Cuba must consider its options. Economic reform faces considerable resistance from entrenched local interests, including the armed forces, the Communist Party and the bureaucracy. At the same time, the economy has stagnated and Diaz-Canel, the first non-Castro family leader to head the country since 1959, faces a disenchanted population.

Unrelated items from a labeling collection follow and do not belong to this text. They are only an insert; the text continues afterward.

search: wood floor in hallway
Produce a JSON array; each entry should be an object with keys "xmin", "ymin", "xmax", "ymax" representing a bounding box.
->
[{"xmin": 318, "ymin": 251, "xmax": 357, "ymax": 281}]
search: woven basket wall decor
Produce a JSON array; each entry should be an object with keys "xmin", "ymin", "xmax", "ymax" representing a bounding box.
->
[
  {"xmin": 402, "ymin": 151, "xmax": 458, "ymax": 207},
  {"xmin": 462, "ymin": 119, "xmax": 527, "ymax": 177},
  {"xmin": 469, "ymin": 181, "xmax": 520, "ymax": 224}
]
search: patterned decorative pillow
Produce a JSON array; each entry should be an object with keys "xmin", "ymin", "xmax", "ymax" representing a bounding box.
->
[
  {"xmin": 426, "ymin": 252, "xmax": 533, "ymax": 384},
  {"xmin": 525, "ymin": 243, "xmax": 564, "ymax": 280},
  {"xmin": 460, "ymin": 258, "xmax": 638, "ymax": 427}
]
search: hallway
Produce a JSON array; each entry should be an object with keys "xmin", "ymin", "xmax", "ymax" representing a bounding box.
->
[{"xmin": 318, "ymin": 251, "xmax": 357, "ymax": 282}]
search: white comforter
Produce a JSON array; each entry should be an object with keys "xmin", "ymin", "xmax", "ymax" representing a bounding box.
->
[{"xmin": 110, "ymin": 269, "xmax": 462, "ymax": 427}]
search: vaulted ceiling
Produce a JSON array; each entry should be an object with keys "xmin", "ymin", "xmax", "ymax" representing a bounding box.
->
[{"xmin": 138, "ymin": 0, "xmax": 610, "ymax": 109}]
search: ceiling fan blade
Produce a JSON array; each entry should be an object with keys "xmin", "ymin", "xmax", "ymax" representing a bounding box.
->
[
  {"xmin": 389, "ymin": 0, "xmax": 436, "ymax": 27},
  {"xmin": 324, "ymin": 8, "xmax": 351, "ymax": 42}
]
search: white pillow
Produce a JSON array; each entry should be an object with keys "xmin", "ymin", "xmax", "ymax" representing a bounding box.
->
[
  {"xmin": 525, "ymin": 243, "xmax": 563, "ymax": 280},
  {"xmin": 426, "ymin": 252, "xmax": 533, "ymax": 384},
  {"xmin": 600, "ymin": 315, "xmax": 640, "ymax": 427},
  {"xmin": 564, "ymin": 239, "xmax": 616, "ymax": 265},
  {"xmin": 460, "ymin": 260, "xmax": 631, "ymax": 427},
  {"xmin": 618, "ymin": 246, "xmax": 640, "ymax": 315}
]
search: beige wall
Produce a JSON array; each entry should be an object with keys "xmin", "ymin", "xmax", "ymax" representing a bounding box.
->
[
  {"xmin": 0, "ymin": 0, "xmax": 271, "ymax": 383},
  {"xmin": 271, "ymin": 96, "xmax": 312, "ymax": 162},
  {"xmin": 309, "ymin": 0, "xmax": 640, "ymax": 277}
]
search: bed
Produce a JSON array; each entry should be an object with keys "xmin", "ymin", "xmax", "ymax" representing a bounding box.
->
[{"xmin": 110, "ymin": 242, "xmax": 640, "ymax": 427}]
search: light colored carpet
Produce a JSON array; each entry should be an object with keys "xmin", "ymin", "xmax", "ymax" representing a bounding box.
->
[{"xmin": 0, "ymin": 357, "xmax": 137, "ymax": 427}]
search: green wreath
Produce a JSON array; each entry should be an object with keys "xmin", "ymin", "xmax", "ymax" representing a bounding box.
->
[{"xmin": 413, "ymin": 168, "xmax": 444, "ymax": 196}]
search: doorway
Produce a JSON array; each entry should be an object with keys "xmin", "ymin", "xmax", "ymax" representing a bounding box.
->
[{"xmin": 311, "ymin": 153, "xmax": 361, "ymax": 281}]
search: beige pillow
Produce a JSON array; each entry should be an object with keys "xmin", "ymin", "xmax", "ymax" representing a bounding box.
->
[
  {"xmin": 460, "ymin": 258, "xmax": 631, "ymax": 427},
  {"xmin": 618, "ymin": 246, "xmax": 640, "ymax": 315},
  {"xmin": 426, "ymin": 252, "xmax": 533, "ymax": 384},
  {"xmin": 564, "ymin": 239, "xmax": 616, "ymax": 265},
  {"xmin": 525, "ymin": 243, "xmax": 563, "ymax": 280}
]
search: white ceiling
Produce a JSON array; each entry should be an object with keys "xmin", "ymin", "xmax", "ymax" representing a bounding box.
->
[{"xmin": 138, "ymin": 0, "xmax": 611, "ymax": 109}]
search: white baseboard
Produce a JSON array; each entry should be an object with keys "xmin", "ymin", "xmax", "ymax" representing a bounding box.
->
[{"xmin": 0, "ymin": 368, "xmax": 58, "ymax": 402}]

Although the warm welcome in Moscow for a country shares the burden of U.S. economic sanctions was no doubt a feel-good moment for Cuba’s president, he did not return from Russia with another pipeline of economic goodies like in the Cold War days. The key items from Russia included a $50 million line of credit for Cuban purchases of Russian military weapons and spare parts (announced prior to the visit); contracts of only $260 million of projects (some already in the pipeline), including upgrades to Cuba’s railroad system and the construction of three power plants and one metal processing plant; and agreements on a fiberglass factory, oil exploration along Cuba’s northern coast, the purchase of Russian LED light bulbs and export of a Cuban drug against diabetes.